Atores: Bianca, Jefferson, professor de educação física e demais alunos da 2ª série

B

Cenário: Aula na quadra com os alunos desenhando no chão e se movimentando.

Enredo : O professor inicia a aula pedindo para todos os alunos se sentarem, e

pergunta para Bianca se teria algum problema se ela saísse da cadeira e fosse para

o chão. A aluna gosta da idéia e vai para o chão. O professor entrega um giz na mão

de cada aluno e pede para que os alunos façam um desenho no chão e fiquem em

cima do desenho.

O professor aguarda até que todos terminem seu desenho. Neste momento

Bianca está bem à vontade fazendo seu desenho e logo após o término, o professor

explica como vai funcionar a atividade. Explica que todos devem se movimentar e

quando ele der um sinal devem voltar para o seu desenho.

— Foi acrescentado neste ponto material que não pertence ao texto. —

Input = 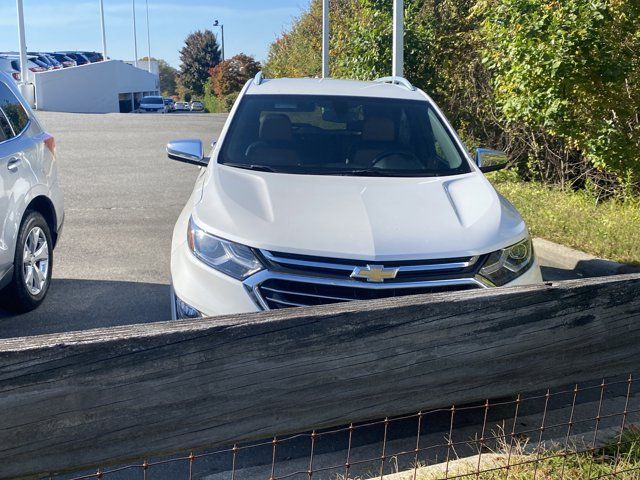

Bianca se diverte muito na atividade, ela se movimenta em quatro apoios sem

ajuda de ninguém. Conversa com as amigas e continua fazendo seu desenho e

aparentemente demonstra uma sensação de liberdade e satisfação por ter saído da

cadeira de rodas. O professor sugere uma alteração na atividade, propõe que todos

os alunos se movimentem agachados ou em quatro apoios. Todos os alunos se

divertem e Bianca muito mais, todos agora estão na mesma posição e enfrentam as

mesmas dificuldades de locomoção que Bianca.

Em conversa informal, a professora relatou que Bianca faz todas as

atividades da sala de aula, e que termina a lição primeiro que a maioria dos alunos,

diz que ela é muito esforçada e que a mãe colabora muito.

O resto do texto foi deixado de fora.